Language detection guide

The MediaPipe Language Detector task lets you identify the language of a piece of text. This task operates on text data with a machine learning (ML) model and outputs a list of predictions, where each prediction consists of an ISO 639-1 language code and a probability.

Try it!

Get Started

Start using this task by following one of these implementation guides for your target platform.

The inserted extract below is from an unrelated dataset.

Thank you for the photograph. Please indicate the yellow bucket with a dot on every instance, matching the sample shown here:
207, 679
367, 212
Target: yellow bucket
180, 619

These platform-specific guides walk you through a basic implementation of this task, including a recommended model, and code example with recommended configuration options:

Task details

This section describes the capabilities, inputs, outputs, and configuration options of this task.

Features

  • Score threshold - Filter results based on prediction scores
  • Label allowlist and denylist - Specify the categories detected
Task inputs Task outputs
Language Detector accepts the following input data type:
  • String
Language Detector outputs a list of predictions containing:
    • Language code: An ISO 639-1 (https://en.wikipedia.org/wiki/List_of_ISO_639-1_codes) language / locale code (e.g. "en" for English, "uz" for Uzbek, "ja-Latn” for Japanese (romaji)) as a string.
    • Probability: the confidence score for this prediction, expressed as a probability between zero and one as floating point value.

Configurations options

This task has the following configuration options:

Option Name Description Value Range Default Value
max_results Sets the optional maximum number of top-scored language predictions to return. If this value is less than zero, all available results are returned. Any positive numbers -1
score_threshold Sets the prediction score threshold that overrides the one provided in the model metadata (if any). Results below this value are rejected. Any float Not set
category_allowlist Sets the optional list of allowed language codes. If non-empty, language predictions whose language code is not in this set will be filtered out. This option is mutually exclusive with category_denylist and using both results in an error. Any strings Not set
category_denylist Sets the optional list of language codes that are not allowed. If non-empty, language predictions whose language code is in this set will be filtered out. This option is mutually exclusive with category_allowlist and using both results in an error. Any strings Not set

Models

We offer a default, recommended model when you start developing with this task.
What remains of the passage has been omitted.